The Wingham Chronicle, previously published as The Wingham Chronicle and Manning River Observer, is a daily newspaper originally published in Wingham, New South Wales, Australia, now in Pyrmont, New South Wales by Fairfax Media.

== Newspaper history ==
The newspaper was founded in 1880 by Edward Rye Junior. It was originally issued weekly and became bi-weekly in February 1886. The title of the paper changed several times until May 1897 when it became The Wingham Chronicle and Manning River Observer, the title it retained until its initial closure in 1983. The newspaper's longest standing editor and proprietor was Frederick Arthur Fitzpatrick between the years 1916 and 1953. When Fitzpatrick retired he passed on the editorship to his son J.J. (Jack) Fitzpatrick who controlled the paper until approximately 1975. The newspaper closed in 1983, but was reopened by Consolidated Press on 1 October 1987 under the editorship of Lesley Joy Penfold, when it changed its title to The Wingham Chronicle .

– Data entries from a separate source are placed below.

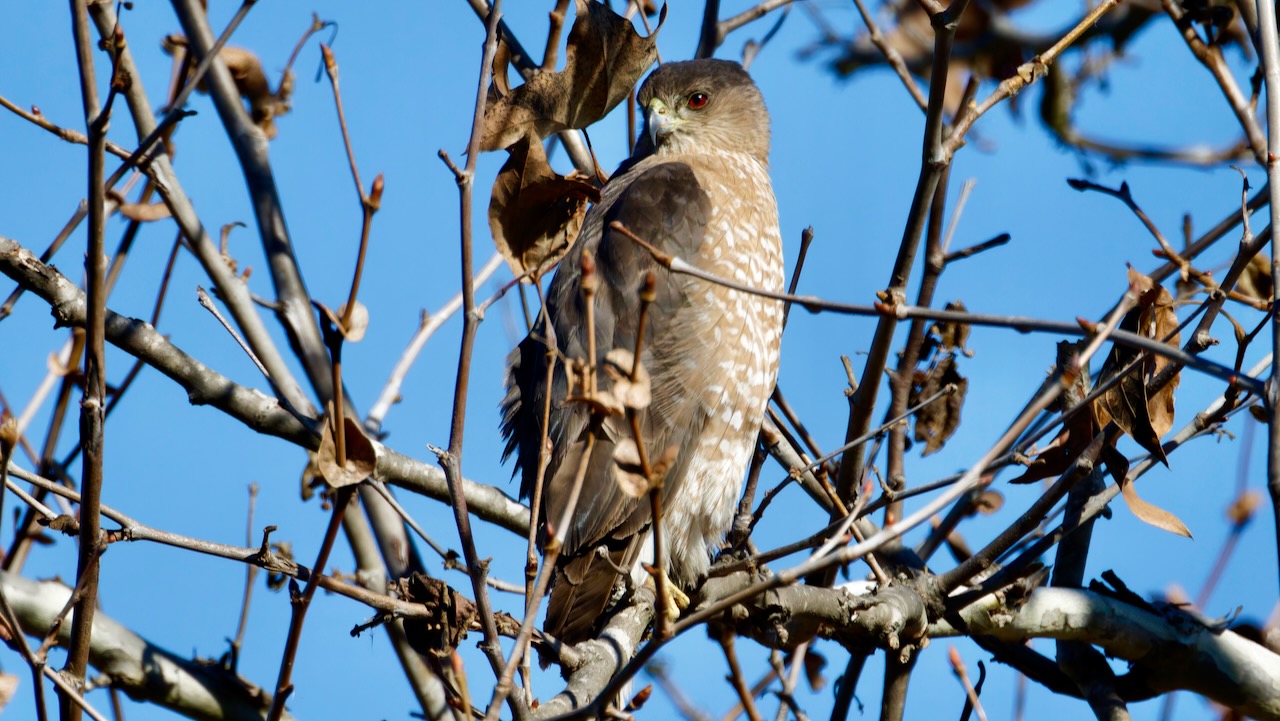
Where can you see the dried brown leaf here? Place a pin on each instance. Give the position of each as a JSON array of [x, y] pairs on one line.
[[534, 213], [1151, 514], [246, 69], [1256, 279], [1077, 433], [603, 60], [452, 615], [937, 421], [264, 104], [1144, 419], [361, 456], [9, 434], [142, 211], [1240, 511], [814, 664], [8, 688]]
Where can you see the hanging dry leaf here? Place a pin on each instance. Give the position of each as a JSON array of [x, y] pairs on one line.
[[937, 421], [1256, 279], [814, 664], [1077, 433], [9, 436], [452, 615], [603, 59], [8, 688], [361, 456], [1144, 419], [534, 213], [1240, 511], [138, 211], [246, 69], [1151, 514]]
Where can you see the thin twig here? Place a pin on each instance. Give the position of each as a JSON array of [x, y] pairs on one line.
[[735, 674], [1271, 64], [96, 121], [250, 575], [301, 602], [452, 459]]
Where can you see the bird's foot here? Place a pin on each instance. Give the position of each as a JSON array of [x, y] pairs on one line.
[[675, 601]]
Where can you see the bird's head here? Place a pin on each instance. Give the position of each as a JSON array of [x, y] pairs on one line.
[[703, 106]]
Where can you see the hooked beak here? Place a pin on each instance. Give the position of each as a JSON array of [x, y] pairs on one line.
[[659, 121]]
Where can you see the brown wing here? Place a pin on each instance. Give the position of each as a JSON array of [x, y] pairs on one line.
[[664, 205]]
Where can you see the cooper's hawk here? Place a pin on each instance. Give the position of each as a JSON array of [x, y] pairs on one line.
[[696, 187]]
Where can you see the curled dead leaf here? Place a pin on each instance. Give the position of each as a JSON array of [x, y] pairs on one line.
[[937, 421], [361, 457], [138, 211], [1077, 433], [988, 502], [1152, 515], [452, 615], [603, 59], [1144, 419], [246, 69], [1256, 279], [534, 213], [8, 688], [1240, 511], [9, 436]]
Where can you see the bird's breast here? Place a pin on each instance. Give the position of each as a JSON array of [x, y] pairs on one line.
[[741, 334]]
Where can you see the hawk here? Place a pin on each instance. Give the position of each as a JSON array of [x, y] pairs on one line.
[[696, 187]]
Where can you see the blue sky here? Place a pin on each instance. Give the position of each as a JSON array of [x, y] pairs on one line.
[[845, 159]]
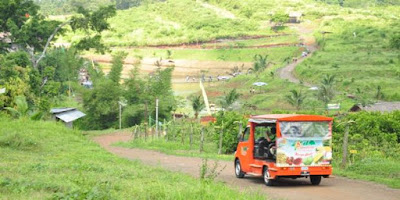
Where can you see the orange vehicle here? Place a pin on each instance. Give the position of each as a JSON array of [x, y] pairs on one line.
[[285, 146]]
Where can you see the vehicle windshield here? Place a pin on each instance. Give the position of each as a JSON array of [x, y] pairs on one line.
[[305, 129]]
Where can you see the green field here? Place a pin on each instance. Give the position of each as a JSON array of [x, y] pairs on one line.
[[44, 160]]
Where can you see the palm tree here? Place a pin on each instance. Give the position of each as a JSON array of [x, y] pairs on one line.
[[230, 98], [197, 105], [296, 99]]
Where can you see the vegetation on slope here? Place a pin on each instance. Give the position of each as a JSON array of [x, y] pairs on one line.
[[44, 160]]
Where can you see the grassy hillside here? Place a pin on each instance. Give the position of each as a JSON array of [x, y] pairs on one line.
[[358, 52], [44, 160]]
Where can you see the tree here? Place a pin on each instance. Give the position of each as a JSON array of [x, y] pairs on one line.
[[230, 98], [395, 41], [326, 91], [101, 105], [197, 105], [279, 19], [29, 31], [296, 98], [379, 94], [117, 66], [260, 63]]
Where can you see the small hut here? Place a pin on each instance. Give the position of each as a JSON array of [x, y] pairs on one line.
[[377, 107], [67, 115], [295, 17]]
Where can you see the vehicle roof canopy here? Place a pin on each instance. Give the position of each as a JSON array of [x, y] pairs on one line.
[[272, 118]]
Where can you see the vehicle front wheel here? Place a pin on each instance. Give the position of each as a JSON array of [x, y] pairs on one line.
[[238, 169], [315, 180], [266, 176]]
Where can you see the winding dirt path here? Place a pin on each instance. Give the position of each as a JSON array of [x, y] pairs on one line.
[[287, 71], [330, 189]]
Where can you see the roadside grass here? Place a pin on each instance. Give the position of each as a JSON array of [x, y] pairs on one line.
[[360, 57], [381, 170], [225, 54], [177, 148], [45, 160]]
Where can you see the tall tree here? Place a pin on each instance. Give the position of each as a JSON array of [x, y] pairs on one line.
[[326, 90], [296, 98], [197, 105], [117, 66], [23, 28]]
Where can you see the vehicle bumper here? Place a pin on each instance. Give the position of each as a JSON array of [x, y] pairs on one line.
[[298, 171]]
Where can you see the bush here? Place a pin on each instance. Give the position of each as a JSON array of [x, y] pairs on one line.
[[226, 121], [372, 135]]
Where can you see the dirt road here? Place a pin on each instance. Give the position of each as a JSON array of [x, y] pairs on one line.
[[333, 188]]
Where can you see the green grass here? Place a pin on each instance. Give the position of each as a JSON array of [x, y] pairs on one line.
[[177, 148], [380, 170], [44, 160], [226, 54], [365, 61]]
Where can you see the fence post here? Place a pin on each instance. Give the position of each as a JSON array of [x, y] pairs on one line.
[[345, 143], [191, 135], [183, 134], [202, 139], [145, 131], [220, 138]]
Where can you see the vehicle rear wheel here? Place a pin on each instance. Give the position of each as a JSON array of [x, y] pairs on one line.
[[238, 169], [266, 176], [315, 180]]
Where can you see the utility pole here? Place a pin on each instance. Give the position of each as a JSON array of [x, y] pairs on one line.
[[120, 120], [121, 103], [157, 118]]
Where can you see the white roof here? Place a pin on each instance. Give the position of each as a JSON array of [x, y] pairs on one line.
[[70, 116], [60, 110], [295, 14]]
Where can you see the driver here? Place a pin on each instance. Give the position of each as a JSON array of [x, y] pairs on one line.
[[269, 135]]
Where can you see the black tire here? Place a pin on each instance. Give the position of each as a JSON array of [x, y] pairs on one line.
[[315, 180], [267, 181], [270, 149], [238, 169]]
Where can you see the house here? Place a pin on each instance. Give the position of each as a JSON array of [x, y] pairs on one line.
[[67, 115], [380, 107], [295, 17]]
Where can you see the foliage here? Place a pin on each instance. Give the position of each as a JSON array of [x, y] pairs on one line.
[[229, 99], [101, 105], [395, 41], [197, 105], [116, 68], [226, 122], [279, 19], [326, 90], [92, 24], [296, 98], [260, 63], [45, 160], [376, 138], [207, 173]]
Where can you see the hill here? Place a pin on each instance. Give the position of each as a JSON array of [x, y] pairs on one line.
[[45, 160]]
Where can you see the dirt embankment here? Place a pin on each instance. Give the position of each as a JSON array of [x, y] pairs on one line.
[[301, 189]]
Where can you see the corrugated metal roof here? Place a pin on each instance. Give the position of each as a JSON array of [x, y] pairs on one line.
[[295, 14], [60, 110], [382, 107], [287, 117], [70, 116]]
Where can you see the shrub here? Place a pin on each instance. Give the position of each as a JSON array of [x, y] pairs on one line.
[[226, 121]]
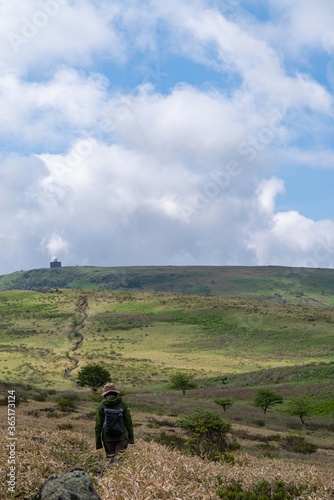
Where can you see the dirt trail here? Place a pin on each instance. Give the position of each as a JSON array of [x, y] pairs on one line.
[[77, 326]]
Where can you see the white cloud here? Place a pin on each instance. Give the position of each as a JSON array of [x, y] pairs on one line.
[[142, 177]]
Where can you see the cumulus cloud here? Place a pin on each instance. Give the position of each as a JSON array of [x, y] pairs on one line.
[[191, 175]]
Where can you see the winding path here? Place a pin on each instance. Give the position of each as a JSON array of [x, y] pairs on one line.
[[77, 326]]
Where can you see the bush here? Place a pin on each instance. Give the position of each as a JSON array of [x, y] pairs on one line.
[[39, 396], [33, 413], [172, 440], [298, 444], [18, 400], [66, 405], [262, 490], [208, 433], [65, 426]]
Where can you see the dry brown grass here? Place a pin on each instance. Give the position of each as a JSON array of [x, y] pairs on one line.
[[146, 471]]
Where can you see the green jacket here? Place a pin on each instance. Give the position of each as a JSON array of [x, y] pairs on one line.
[[100, 436]]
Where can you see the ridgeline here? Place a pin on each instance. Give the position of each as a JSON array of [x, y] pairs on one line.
[[267, 282]]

A genuine paper besides being a vehicle for the dissemination of news throughout the district to which it is allied, should aspire to something higher. It should be an educator and should be able to place before its readers an intelligent outline of all 'matters that really matter' to the people. It should be able to fight, be prepared to censure friends when necessary, and applaud enemies when occasion demands.
— The Wingham Chronicle and Manning River Observer, 13 June 1933

== Digitisation ==
The paper is planned to be digitised as part of the Australian Newspapers Digitisation Program of the National Library of Australia.